My problem with social conservatives
Relentless moaning and whingeing limits their attractiveness
For me, perhaps the only positive change in our political firmament over the past decade or so has been the emergence and consolidation of a tendency variously called “post-liberal”, “communitarian” and ‘social (or small “c”) conservative’.
In Britain it originally gathered around a couple of loose groupings, Philip Blond’s ‘Red Tory’ and Maurice Glasman’s ‘Blue Labour’, in the early 2010s. There was genuine intellectual energy to it, gathering around neglected ideas of community, solidarity, family, the nation (generally the United Kingdom, but also England), while rejecting the excesses of progressivism and especially progressive identity politics.
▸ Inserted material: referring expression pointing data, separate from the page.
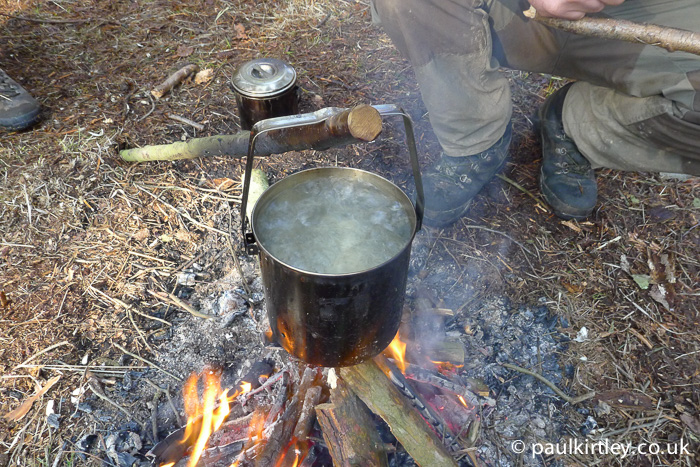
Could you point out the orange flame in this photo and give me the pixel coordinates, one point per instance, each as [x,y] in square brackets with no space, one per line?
[464,403]
[397,351]
[206,416]
[257,424]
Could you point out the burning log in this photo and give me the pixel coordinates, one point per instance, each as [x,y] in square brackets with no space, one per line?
[330,127]
[349,431]
[308,413]
[175,446]
[370,383]
[280,437]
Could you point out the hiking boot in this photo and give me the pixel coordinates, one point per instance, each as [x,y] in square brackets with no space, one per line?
[451,183]
[567,180]
[18,109]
Some of its champions like Blond, Glasman and David Goodhart, even myself here and there, have received a hearing at the top level of politics. However the weakness of this tendency, this ‘moment’, has always been political, in its lack of enduring presence in the halls of power. It’s always been an outsider’s movement, something for intellectual types, relatively new and interesting to chat about but then dismiss or forget when the time comes for weighing up political interests.
As I said at the top however, this tendency has consolidated itself over time. It now has a few institutions which press its instincts like the website Unherd and the new incarnation of the Social Democratic Party. It has a small following in the Conservative Party, based around new ‘Red Wall’ representatives like Tees Valley Mayor Ben Houchen.
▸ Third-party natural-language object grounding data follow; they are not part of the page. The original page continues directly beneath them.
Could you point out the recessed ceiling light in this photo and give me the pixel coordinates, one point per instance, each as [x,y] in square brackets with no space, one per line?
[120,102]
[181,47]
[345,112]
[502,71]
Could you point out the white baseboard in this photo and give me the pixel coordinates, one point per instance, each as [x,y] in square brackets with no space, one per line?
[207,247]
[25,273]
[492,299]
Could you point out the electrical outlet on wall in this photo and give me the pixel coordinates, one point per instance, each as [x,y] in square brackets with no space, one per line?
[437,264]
In the mid-2010s I was dreaming that it might develop a language, a set of articulations and arguments with which it could progress in political life. This has now come to pass.
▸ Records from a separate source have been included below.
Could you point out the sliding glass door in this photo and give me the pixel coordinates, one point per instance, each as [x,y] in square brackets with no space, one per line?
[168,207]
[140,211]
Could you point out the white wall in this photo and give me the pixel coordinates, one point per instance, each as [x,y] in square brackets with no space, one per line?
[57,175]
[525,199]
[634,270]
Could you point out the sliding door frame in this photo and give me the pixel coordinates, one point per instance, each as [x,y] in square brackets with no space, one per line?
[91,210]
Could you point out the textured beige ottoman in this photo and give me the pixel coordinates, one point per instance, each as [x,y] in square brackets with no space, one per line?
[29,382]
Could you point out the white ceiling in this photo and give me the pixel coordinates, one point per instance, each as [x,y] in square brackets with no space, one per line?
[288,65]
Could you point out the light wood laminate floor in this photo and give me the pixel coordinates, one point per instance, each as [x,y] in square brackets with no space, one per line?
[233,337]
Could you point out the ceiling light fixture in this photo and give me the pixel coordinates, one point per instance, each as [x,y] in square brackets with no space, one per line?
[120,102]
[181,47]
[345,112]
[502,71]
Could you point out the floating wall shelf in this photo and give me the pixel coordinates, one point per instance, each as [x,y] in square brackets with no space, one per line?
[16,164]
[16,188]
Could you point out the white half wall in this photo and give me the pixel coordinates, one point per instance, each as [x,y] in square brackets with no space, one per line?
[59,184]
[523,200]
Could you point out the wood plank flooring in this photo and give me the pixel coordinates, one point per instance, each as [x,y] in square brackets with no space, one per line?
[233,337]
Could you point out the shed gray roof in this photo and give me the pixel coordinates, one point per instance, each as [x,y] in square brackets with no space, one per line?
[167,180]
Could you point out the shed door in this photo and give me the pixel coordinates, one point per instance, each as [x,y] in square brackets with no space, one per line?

However, I have started to find it increasingly unattractive. Why?
I think some of the reasons are personal, related to my own contrarianism and role as a writer. The current stage of consolidation involves a hell of a lot of repetition of things that are now old hat for me, not least on the idiocies and dangers of progressive identity politics. The ideas are so familiar now that I often struggle to read them from others. This can make me a bad colleague.